Accordo "poste"cantonale



Da venerdì 3 febbraio 2012 l’edilizia cantonale ha il paracadute. Le parti contrattuali hanno raggiunto un accordo ponte in attesa di sviluppi sul piano Nazionale. Una buona notizia per tutti gli attori presenti sul territorio: in modo

particolare anche per i lavoratori che si vedono riconosciuto quanto rivendicato con forza durante il 2011!

 

Due obiettivi importanti indicati dai lavoratori, a conseguire nell’accordo cantonale sono stati raggiunti: il primo è la responsabilità solidale. Rivendicata con forza nel corso dell’anno appena concluso quale strumento contro gli abusi stile cantiere LAC di Lugano, la responsabilità solidale diventa realtà nel contratto ponte di quest’anno. O meglio, entro il 31 marzo un gruppo di lavoro affiancato da giuristi dovrà elaborarla materialmente. In sintesi, si tratta di una clausola voluta per inchiodare a una maggiore responsabilità le imprese generali che affidano subappalti a ditte che sfruttano illegalmente gli operai. Per inciso, è una norma che la dirigenza nazionale degli impresari rifiuta categoricamente di inserire nella convenzione. >>> segue

 

Venerdì 2 dicembre: migliaia di lavoratori in piazza, in difesa della dignità!

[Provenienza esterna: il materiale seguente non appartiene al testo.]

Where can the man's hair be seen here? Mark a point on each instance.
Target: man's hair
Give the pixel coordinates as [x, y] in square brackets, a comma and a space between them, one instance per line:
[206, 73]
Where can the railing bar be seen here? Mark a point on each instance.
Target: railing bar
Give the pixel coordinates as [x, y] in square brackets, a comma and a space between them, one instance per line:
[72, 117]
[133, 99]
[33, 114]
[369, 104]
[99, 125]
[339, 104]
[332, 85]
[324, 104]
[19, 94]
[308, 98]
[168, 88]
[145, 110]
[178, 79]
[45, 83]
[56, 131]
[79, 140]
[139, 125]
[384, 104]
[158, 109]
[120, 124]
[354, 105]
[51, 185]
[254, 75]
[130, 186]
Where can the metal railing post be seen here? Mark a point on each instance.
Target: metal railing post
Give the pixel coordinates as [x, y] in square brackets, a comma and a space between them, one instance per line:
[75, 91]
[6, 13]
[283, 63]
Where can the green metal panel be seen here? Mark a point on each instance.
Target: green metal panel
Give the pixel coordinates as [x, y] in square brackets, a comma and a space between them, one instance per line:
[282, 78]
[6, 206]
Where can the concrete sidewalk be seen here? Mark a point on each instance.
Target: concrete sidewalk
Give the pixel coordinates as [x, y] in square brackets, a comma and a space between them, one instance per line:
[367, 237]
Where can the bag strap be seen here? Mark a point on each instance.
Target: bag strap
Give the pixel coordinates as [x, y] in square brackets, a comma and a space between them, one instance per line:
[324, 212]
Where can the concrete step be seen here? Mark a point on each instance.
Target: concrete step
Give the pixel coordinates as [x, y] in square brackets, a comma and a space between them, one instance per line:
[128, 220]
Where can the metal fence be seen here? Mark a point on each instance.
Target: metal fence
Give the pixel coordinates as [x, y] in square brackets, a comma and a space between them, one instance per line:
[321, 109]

Venerdì ancora una volta i lavoratori edili ticinesi hanno dato una prova di compattezza e determinazione che non conosce uguali in Svizzera.
A meno di 5 mesi dalla grande giornata di lotta dello scorso 4 luglio, venerdì oltre 2’000 edili hanno invaso Bellinzona manifestando a difesa della dignità e del Contratto collettivo nazionale che ora deve essere migliorato per dare le risposte che si impongono per contrastare i ripetuti abusi e i casi di dumping salariale.

 

Da parte di Unia un sentito e commosso ringraziamento a tutti voi che avete nuovamente indicato la strada a tutti i salariati di questo paese, quella della lotta sindacale. 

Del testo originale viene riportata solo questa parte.